Im März haben Wirtschaft und Verwaltung 1.854 freie Stellen gemeldet. Der Bestand an freien Stellen lag bei 6.177. Das waren 159 mehr als im Vormonat und 868 als im März 2016.
„Unsere direkten Kontakte zu den Arbeitgebern Leipzigs zeigen uns, dass die Anforderungsprofile von Stellen und die zur Verfügung stehenden Qualifikationen von Bewerbern mitunter nicht ausreichend zusammenpassen“, meint Leonhardi. „Deshalb bitte ich die Arbeitgeber uns ihren konkreten Bedarf anzuzeigen. Unser Ziel ist es, die Qualifizierung am konkreten Bedarf der Betriebe auszurichten. Die Kolleginnen und Kollegen in unserem gemeinsamen Arbeitgeberservice von Arbeitsagentur und Jobcenter Leipzig beraten Sie gerne zu den finanziellen Unterstützungen bei der Einstellung und zu den Fördermöglichkeiten der Weiterbildung.“
Aber wo die neuen Jobs entstehen, das verrät die Arbeitsagentur nicht. Obwohl die Statistik zumindest einen Fingerzeig gibt.
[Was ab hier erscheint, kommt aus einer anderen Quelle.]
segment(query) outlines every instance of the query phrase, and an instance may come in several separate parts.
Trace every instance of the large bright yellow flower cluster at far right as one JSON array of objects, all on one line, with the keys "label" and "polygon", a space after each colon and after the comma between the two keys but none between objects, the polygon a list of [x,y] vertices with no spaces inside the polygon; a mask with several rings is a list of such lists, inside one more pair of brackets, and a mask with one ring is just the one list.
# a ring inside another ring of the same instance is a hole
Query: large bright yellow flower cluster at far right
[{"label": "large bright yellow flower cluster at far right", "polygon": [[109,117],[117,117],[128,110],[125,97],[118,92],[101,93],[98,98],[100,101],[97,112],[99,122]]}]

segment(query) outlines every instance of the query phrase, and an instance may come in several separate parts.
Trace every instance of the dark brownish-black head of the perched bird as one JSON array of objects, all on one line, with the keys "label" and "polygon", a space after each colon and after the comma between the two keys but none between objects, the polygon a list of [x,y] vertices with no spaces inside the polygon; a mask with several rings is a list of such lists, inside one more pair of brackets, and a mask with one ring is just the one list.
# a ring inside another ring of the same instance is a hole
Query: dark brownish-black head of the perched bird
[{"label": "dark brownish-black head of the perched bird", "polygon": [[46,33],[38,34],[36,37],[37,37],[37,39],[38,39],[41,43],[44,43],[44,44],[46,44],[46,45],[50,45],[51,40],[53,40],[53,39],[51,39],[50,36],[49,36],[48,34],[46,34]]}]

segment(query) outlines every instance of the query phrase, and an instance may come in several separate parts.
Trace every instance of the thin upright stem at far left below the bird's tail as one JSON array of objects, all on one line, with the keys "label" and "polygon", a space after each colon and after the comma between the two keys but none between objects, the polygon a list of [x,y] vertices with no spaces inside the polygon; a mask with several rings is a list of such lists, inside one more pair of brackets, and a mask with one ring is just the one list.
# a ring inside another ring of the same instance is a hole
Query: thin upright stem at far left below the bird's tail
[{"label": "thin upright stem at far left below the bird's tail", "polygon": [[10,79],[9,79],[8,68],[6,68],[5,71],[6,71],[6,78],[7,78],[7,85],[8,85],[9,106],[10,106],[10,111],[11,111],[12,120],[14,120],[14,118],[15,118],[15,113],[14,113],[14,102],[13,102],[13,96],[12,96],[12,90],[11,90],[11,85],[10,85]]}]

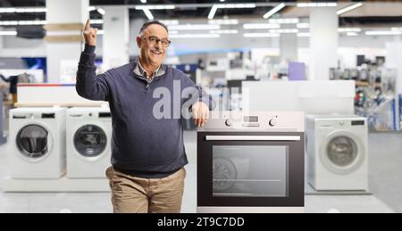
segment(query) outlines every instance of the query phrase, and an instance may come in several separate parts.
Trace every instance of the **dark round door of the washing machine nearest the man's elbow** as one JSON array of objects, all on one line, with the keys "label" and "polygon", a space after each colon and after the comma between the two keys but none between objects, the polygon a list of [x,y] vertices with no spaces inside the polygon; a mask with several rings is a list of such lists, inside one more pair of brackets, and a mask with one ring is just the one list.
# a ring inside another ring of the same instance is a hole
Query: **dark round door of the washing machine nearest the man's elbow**
[{"label": "dark round door of the washing machine nearest the man's elbow", "polygon": [[107,136],[104,129],[96,125],[85,125],[79,128],[74,135],[74,146],[83,157],[97,157],[104,153],[107,145]]}]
Der steckt in den Beschäftigungszahlen nach Wirtschaftszweigen. Und da haben wir einfach mal ausgerechnet, in welchem Wirtschaftsbereich es von März bis September 2016 welche Zuwächse gab. Hier ist die Liste:
Gesundheits- und Sozialwesen: + 1.177
Baugewerbe: + 791
Zeitarbeit: + 765
Information und Kommunikation: + 751
Erziehung und Unterricht: + 633
Verkehr und Lagerei: + 598
Handel, Instandhaltung und Rep. von Kfz: + 514
Gastgewerbe: + 486
Wirtschaftliche Dienstleistungen: + 440
Öffentliche Verwaltung, Verteidigung, Soz.Vers.: + 383
Verarbeitendes Gewerbe: + 270
Finanz- u. Versicherungsdienstleister: + 12
Land- und Forstwirtschaft, Fischerei: + 6
Hier wird sichtbar, wie stark die Personalnachfrage zum Beispiel in den Pflegeberufen ist. Dass die Bauwirtschaft beim derzeitigen Bauboom Leute eingestellt hat, ist auch nachvollziehbar. Und die Branche der IT-Dienstleister und Callcenter wächst ebenso. Der Zuwachs bei Erziehung und Unterricht geht leider noch nicht auf wachsende Lehrerzahlen zurück, sondern auf den Bereich Kindertagesstätten. Am stärksten wächst also sichtbar der ganze Sozialbereich.
Das Verarbeitende Gewerbe kommt zwar eher im Hinterfeld. Aber man darf auch nicht vergessen, dass die meisten Jobs in der Industrie noch immer über Zeitarbeitsfirmen akquiriert werden. Sie sind im Grunde das Scharnier zwischen Arbeitsagentur und Arbeitsmarkt. Außer dort, wo Jobsuchende selbst tätig werden und gar nicht erst darauf warten, dass ihnen die Arbeitsagentur zum Glück verhilft.